While the issue of teachers' welfare can be advanced as something that retards teacher creativity, as one writer argued in this paper a while ago, one school might be materially poor, but spiritually rich. This analogy can also be applied to individual teachers. He might be materially poor, but resourcefully rich, such as is the case with Retno Lisyarti, who ingeniously turned a critical thinking lesson into something more contextual by relating it to the factual case of a public figure, Akbar Tandjung.
What is most important now -- since the state is nearly bankrupt when it comes to providing decent teacher training -- is to at least provide teachers with a supportive atmosphere so that they can professionally develop themselves without fear of being constrained.
Issuing an ambiguous press statement merely stating that the case is the publisher's responsibility and teachers have the right to choose factual cases as discourse topics is hideously insufficient; the Ministry of National Education should provide concrete legal assistance to Retno. Although the teaching profession bill has not been passed into law, the case will reveal to what extent the state is genuinely concerned with the protection of teachers' academic freedom.
Suing a high school teacher like Retno for Rp 10 billion does not only humiliate her, but also all teachers, who still are forced to live in unacceptable conditions.
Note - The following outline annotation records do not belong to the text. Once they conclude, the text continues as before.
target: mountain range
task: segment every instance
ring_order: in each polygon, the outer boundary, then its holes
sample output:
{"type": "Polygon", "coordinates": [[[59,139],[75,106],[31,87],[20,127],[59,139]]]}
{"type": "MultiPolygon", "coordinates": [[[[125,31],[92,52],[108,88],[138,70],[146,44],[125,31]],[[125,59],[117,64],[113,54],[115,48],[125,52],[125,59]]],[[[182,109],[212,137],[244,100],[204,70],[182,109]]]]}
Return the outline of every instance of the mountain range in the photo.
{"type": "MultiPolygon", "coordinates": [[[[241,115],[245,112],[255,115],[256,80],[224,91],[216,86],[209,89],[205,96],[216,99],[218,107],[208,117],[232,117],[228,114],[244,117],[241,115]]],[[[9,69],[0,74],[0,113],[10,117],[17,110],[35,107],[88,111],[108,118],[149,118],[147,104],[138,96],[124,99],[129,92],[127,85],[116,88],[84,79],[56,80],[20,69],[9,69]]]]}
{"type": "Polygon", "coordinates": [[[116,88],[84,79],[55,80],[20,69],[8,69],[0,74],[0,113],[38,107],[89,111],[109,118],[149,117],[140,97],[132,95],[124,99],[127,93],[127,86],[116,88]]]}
This also constitutes blatant intimidation, which might kill off teacher creativity and academic freedom.
It would be more gracious for Akbar Tandjung to concentrate on doing good deeds that benefit the people so that he can be more favorably portrayed in the next edition of Retno's civics textbook.
Above all, preparing students to be critical of their own society is crucial to helping this nation escape from its entrenched problems. So, let the teachers once again be a liberating force!